Şunun için; çocukluğundan beri siyasetin içinde olan ve 5 dönem Meclis’te bulunan biri olarak söylüyorum, statü olarak belde statüsüyle belediye olan, 1000-1400 seçmenli olan yerlere devlet gider çöker, valisini kaymakamını oraya iletir, vaatleriyle o insanlardan oy ister, insanlar da “bu kadar vaat varken oyumu vereyim de ben de yararlanayım” der.

Bütün beldeler, hatta ilçeler için geçerli değil mi? İlçeler de “sizi il yaparız” vaadi verilebilir.

İlçeler için daha zordur, küçük bir yerde vaat yapıp insanların karşılık beklemesi ayrı şeydir, il veya ilçeden vaatle oy alabilmek başkadır. Seçim sadece burada yapıldı, tek bir yerde olunca para saçan bir iktidarla yarışa girmenin manası yoktur. Tayyip Erdoğan sadece Dodurga’da kazandı diye mutlu oluyorsa vay haline.

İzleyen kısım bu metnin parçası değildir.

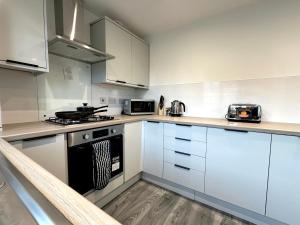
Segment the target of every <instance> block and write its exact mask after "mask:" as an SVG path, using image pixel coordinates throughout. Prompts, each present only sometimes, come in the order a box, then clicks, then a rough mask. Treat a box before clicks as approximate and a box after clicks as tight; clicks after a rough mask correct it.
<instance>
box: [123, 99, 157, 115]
mask: <svg viewBox="0 0 300 225" xmlns="http://www.w3.org/2000/svg"><path fill="white" fill-rule="evenodd" d="M123 111H124V114H126V115H149V114H154V113H155V101H154V100H144V99H125V100H124V108H123Z"/></svg>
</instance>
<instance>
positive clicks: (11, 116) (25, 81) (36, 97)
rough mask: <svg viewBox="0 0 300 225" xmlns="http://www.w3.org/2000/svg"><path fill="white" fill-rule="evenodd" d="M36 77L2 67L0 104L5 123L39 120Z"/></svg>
mask: <svg viewBox="0 0 300 225" xmlns="http://www.w3.org/2000/svg"><path fill="white" fill-rule="evenodd" d="M36 87H37V84H36V77H35V76H33V75H32V74H31V73H28V72H21V71H14V70H8V69H2V68H0V104H1V110H2V122H3V123H20V122H31V121H36V120H38V105H37V88H36Z"/></svg>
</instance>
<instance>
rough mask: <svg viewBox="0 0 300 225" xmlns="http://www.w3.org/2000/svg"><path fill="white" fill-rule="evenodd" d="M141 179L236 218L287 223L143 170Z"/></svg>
mask: <svg viewBox="0 0 300 225" xmlns="http://www.w3.org/2000/svg"><path fill="white" fill-rule="evenodd" d="M142 179H143V180H146V181H149V182H151V183H153V184H156V185H158V186H161V187H163V188H166V189H168V190H171V191H173V192H175V193H178V194H180V195H182V196H184V197H187V198H189V199H192V200H195V201H197V202H200V203H202V204H205V205H208V206H210V207H212V208H215V209H217V210H220V211H223V212H225V213H228V214H231V215H233V216H236V217H238V218H241V219H243V220H246V221H249V222H252V223H254V224H257V225H287V224H285V223H281V222H279V221H276V220H273V219H271V218H269V217H266V216H263V215H260V214H258V213H255V212H252V211H250V210H247V209H244V208H241V207H239V206H236V205H233V204H230V203H228V202H225V201H222V200H219V199H216V198H214V197H211V196H209V195H206V194H204V193H200V192H197V191H194V190H191V189H189V188H186V187H183V186H181V185H178V184H175V183H173V182H170V181H167V180H165V179H163V178H160V177H156V176H153V175H151V174H148V173H145V172H143V175H142Z"/></svg>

“FAİZ  HARAMDIR” DİYENLER DEVLETİ CUMHURİYET  TARİHİNİN EN YÜKSEK FAİZ ÖDENEN DÖNEMİNE SOKTULAR!

Hükümetin istediği ek bütçenin daha öncekilerden farkı neydi?

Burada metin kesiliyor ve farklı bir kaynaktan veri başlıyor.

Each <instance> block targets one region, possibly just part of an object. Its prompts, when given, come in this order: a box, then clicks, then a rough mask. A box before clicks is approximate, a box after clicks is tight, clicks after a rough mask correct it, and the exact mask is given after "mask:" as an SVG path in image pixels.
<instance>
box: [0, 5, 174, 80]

Hükümet ek bütçeyle “Ben elde edeceğim gelirlerle geçinemiyorum” diyor, bunu geçinemeyen hükümetin çırpınışları olarak görmek lazım.

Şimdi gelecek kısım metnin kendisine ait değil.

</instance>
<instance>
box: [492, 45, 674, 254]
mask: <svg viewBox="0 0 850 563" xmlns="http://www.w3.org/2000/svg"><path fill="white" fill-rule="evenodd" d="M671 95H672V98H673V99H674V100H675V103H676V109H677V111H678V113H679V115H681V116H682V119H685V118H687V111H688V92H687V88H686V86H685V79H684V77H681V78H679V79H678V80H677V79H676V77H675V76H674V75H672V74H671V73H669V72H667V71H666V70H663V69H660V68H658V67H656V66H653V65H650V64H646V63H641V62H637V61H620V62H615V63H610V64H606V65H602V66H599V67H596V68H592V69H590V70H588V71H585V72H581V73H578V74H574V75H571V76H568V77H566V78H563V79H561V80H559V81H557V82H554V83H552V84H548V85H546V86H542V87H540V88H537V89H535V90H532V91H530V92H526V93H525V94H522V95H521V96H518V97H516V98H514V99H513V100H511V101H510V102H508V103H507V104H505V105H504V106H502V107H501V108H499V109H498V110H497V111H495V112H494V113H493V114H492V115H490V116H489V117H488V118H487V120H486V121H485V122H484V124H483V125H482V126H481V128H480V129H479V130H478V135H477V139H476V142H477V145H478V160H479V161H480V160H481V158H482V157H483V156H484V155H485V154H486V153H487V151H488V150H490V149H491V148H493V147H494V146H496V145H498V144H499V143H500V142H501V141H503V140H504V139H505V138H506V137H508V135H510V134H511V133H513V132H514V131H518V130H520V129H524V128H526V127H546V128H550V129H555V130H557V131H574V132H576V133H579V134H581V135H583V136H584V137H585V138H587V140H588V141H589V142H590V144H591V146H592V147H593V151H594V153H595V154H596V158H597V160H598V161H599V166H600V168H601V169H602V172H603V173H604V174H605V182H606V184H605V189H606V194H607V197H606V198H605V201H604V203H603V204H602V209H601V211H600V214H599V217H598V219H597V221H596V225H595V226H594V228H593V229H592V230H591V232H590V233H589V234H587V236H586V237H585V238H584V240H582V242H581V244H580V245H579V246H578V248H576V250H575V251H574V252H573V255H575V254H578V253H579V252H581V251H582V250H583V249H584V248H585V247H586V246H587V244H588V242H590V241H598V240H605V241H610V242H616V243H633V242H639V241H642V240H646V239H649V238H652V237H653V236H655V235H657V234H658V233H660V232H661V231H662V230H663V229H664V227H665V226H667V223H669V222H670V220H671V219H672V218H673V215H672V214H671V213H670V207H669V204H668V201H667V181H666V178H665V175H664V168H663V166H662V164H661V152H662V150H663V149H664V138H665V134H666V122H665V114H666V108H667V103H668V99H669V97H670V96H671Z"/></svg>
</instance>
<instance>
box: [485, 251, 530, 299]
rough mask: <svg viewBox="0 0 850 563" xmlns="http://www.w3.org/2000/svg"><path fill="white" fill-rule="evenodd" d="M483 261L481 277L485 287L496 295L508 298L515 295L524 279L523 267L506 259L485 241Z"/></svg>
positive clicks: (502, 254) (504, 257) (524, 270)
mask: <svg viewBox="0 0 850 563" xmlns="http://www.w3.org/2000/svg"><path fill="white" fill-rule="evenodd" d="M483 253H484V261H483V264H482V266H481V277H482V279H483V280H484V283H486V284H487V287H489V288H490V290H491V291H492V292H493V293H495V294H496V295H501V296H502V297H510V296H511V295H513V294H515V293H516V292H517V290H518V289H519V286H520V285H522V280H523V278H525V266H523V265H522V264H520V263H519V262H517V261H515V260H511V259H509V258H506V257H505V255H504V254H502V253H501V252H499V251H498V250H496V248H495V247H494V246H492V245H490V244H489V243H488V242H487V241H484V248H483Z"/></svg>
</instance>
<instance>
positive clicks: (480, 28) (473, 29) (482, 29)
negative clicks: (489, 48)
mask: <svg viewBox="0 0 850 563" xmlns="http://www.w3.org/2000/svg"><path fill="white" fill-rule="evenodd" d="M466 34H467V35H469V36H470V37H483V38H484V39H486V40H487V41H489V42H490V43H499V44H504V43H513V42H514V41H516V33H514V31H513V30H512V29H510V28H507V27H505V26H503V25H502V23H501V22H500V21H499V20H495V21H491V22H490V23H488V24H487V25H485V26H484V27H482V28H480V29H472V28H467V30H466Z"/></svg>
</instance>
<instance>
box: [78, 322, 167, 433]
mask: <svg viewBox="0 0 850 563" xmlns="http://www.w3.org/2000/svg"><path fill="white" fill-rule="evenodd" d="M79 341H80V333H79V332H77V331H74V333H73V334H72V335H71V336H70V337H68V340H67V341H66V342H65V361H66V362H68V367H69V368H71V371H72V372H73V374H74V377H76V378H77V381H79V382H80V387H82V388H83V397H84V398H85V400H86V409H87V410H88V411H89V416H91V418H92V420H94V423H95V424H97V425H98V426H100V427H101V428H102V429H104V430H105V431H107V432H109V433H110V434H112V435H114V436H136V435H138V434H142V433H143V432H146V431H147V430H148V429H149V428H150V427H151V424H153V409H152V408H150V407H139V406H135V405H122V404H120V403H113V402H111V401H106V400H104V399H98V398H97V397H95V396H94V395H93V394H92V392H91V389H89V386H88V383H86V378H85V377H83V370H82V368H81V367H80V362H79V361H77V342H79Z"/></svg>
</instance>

Şimdi size şunu söyleyeyim, bu öngörüsüz iktidarın bütçesi 6 ayda biter. Hiç unutmuyorum 2022 bütçe görüşmelerinin yapıldığı sırada biz İYİ Parti Grubu olarak iktidara “Bütçenin gerçekçi olmadığını, 2022 yılını görmeden de bu bütçenin geçersiz sayılacağını” bu konudaki endişelerimizi dile getirdik, hatta yaptığımız televizyon programlarında da bunu sürekli söyleyerek gündemde tuttuk. İktidarın döviz kuru tahminin çöpe dönmesinin hem bütçeyi, hem de diğer makroekonomik hedefleri anlamsız kılacağı 2021 yılının Kasım ayında kendini gösterdi. Biliyorsunuz, Kasım ayında bütçe görüşmeleri başladı, bütçemiz o zaman 211 milyar dolar ABD dolarına eşitti, Plan Bütçe Komisyonu’na geçtiğinde 140 milyar ABD doları seviyesine indi, Genel Kurul’a geldiğinde kabul edildiği tarihte 107 milyar dolara geriledi. Yani daha bütçe çıkmadan yarı yarıya erimişti. Şimdi, ek bütçe geldi; toplam 1 trilyon 80 milyar liralık bir ek bütçe yapıldı. Burada önemli olan bir konu daha var; 2022 ilk merkezi yönetim bütçesinde faize ayrılan para 240 milyar lira olarak belirlenmişti, ek bütçede buna 89 milyar TL daha ilave etti, bir de Kur Korumalı Mevduat Sistemi’ne ayrılan 40 milyar lira var, bunların üçünü toplayınca 2022 bütçesi içinde “370 milyar lira faiz” ödeyeceğiz. Aşağı yukarı bütçenin 1/8. Bu ek bütçeden çıkan enflasyondur, zamdır, ekonomik buhrandır...

Ek bütçe teklifinin içinde bu kadar faizin ödenecek olması şunu anlatıyor; “Faiz haramdır” diyenler devleti Cumhuriyet tarihinin en yüksek faizinin ödendiği döneme soktular. Sonuç, biz tefecinin eline düştük demektir. Bu gün geldiğimiz nokta itibarıyla iktidar işleri içinden çıkılmaz hale getirmiştir. Geçen sene Kasım’da orta vadeli program açıkladılar, döviz kurunu 2022’de 9.27, enflasyonu ise 9.8 tahmin ettiler, bunu gören vatandaşta güven duygusu kalır mı? Vatandaş elindekini kaybetmemek için döviz veya altın alma çabasına girdi. O nedenle bu iktidar gitmeden ekonomiye güven gelmesi mümkün değil, siyasi ahlak ve sorumluluk gereği Cumhurbaşkanı Erdoğan’ın artık kenara çekilmesi gerekmektedir. Önümüzdeki seçim, en kötü şartlarda hayat mücadelesi verenlerin seçimi olacak.